Another problem not examined in this study is the lack of relevant follow-up. Two aspects exist. First, follow-up rates tend to be low in general, but for clinical research, collecting follow-up data remains crucial. It is known that any loss of follow-up larger than 20% of the enrolled cases can lead to a significant bias in the statistical evaluation [5]. In a study by McGirt et al., the follow-up rate in spine registries was found to be between 22 and 79% [6]. Thus, even the registry with the best follow-up rate was worse than minimally recommended one. In our study, only 71.50% (95%-CI = [65.45–77.54]; range between centers: 18.18–100%) of all operated patients were completely entered into the registry at the time of the first contact (Fig. 2); and this even only reflects follow-up until discharge.

This issue relates to the current state of legislation regarding data protection in most countries and is problematic for quality management. To calculate some of the key indicators for quality of care such as 30-day readmission or reoperation rates, a patient would need to be traced, irrespective of the hospital taking care of the complication. Particularly in urban areas with a high density of specialists, a significant number of patients will seek a second opinion for problems occurring after the index surgery. Identification of a given patient for longitudinal follow-up is crucial. Outside Scandinavia, however, this is not possible in any other country we are aware of, which means that registries in those countries provide data that will clearly underestimate important quality indicators.

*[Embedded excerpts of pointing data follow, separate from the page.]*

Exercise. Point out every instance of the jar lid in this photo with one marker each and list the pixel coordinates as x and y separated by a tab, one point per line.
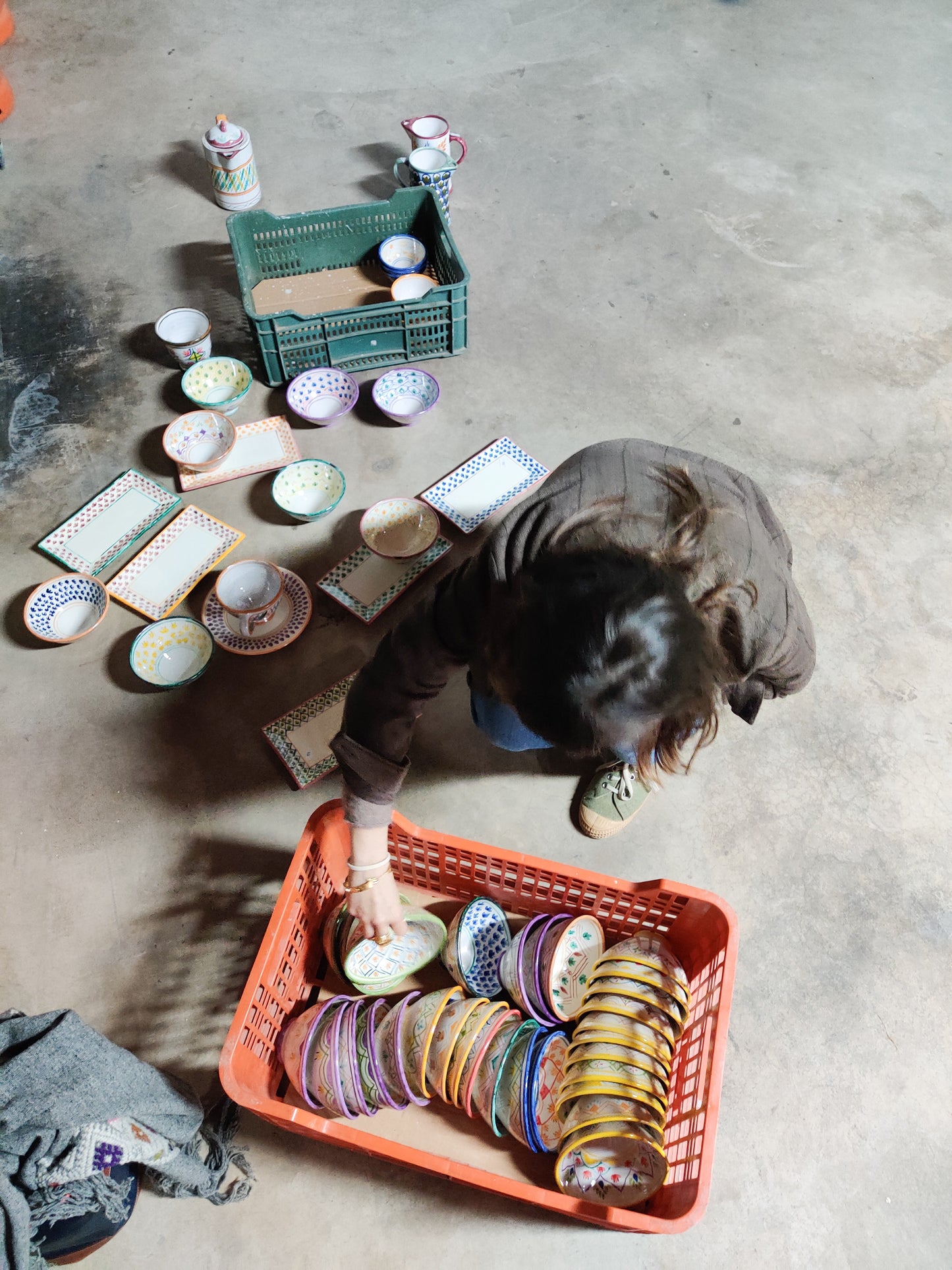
224	135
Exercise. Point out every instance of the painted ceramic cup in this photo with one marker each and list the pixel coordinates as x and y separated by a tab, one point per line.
432	169
432	131
250	591
187	334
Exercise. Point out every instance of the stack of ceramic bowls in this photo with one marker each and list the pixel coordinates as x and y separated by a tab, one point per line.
374	968
330	1053
547	966
613	1097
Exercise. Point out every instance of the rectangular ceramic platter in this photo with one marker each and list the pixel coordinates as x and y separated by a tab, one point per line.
260	447
301	738
164	572
483	484
109	523
367	583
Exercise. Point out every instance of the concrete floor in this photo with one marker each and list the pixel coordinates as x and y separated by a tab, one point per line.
721	225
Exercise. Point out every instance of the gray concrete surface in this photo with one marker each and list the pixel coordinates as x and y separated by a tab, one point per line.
723	225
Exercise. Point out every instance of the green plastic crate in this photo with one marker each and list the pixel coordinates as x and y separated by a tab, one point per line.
371	335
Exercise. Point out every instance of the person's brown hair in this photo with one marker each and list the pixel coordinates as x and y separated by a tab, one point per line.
598	645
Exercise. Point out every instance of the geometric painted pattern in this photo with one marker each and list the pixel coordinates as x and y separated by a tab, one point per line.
57	544
334	581
276	733
184	577
437	494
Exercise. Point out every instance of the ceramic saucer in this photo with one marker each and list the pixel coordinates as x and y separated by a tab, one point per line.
293	615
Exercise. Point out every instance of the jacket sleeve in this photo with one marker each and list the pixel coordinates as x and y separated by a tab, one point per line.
410	667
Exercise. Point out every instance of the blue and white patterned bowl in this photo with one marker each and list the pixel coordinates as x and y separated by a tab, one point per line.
323	394
400	254
67	608
309	488
476	939
405	394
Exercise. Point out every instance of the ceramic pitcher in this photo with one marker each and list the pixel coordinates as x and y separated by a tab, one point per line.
231	165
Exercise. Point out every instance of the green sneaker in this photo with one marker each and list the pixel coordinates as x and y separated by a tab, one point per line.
613	797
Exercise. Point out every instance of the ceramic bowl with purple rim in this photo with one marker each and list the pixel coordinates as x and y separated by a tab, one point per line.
323	395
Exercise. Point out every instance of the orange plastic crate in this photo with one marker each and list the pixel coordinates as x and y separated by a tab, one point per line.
290	964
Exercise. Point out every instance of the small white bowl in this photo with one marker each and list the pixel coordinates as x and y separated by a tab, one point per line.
217	384
309	488
399	527
323	394
67	608
200	440
405	394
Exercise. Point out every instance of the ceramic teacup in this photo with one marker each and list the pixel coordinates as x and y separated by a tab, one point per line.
250	591
187	333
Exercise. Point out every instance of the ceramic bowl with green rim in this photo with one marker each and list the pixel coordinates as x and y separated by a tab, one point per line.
309	489
172	652
217	384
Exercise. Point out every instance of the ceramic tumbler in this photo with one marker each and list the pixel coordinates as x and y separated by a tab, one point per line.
231	165
187	333
428	167
250	591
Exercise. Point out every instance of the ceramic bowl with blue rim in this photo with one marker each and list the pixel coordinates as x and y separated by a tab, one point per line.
309	489
172	652
67	608
323	394
476	940
217	384
405	394
401	254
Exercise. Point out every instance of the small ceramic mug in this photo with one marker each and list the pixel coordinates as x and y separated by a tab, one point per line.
187	333
428	167
432	132
250	591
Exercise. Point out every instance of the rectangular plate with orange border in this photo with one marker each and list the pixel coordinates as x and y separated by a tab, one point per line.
260	447
175	560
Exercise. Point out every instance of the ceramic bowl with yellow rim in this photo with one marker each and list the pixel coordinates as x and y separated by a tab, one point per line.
173	652
650	949
399	529
217	384
450	1024
617	1169
416	1034
601	1108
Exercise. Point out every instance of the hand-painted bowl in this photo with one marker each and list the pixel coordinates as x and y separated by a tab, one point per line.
217	384
367	963
200	440
568	956
542	1124
598	1108
621	972
67	608
390	1054
399	527
172	653
474	1062
405	394
446	1034
309	489
616	1169
650	949
401	254
416	1034
507	1090
488	1068
476	939
474	1030
323	394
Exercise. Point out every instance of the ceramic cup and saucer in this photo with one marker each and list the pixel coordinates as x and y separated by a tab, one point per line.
257	608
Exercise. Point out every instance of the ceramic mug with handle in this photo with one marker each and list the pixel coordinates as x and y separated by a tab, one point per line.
250	591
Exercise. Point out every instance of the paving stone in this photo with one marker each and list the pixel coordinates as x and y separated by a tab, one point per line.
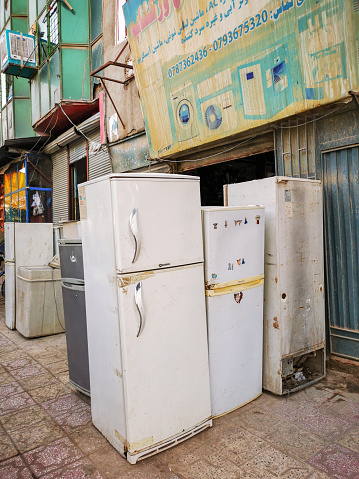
337	461
6	378
295	441
28	417
53	391
55	455
342	408
258	421
8	352
63	377
240	446
89	440
350	439
10	389
15	468
74	421
7	448
82	469
39	434
15	403
66	404
20	362
27	372
178	458
204	470
110	463
58	367
38	381
4	341
275	462
148	472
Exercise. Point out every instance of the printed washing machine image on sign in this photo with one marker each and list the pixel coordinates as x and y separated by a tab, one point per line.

Further approaches to improve data quality

In order to find further solutions for the imminent problems raised by this study, awareness among peers teaching on the potentially crucial implications of registry data but also possible financial incentives could be used. Changing culture is another part.

Yet, when looking at the involved centers, those were the first certified spine centers in Germany and not only by this fact but also by personal knowledge highly motivated professionals, in part leaders in the field and well motivated. Thus, blaming lack of motivation, culture of education on the topic might not serve as complete solution. Other issues, such as shortness of staff, amount of required data and lacking usability of the registry software itself, should also be taken into account.

Conclusion

Due to the high inaccuracy, the high number of centers lacking mandatory entries at all and the number of false entries these data alert us to advocate unannounced audits and other measures to improve the situation such as financial incentives and education on the benefits and consequences of such data. The current data should not be used for the time being, since wrong conclusion will inevitably be drawn. Aspects for improvement of the situation were identified.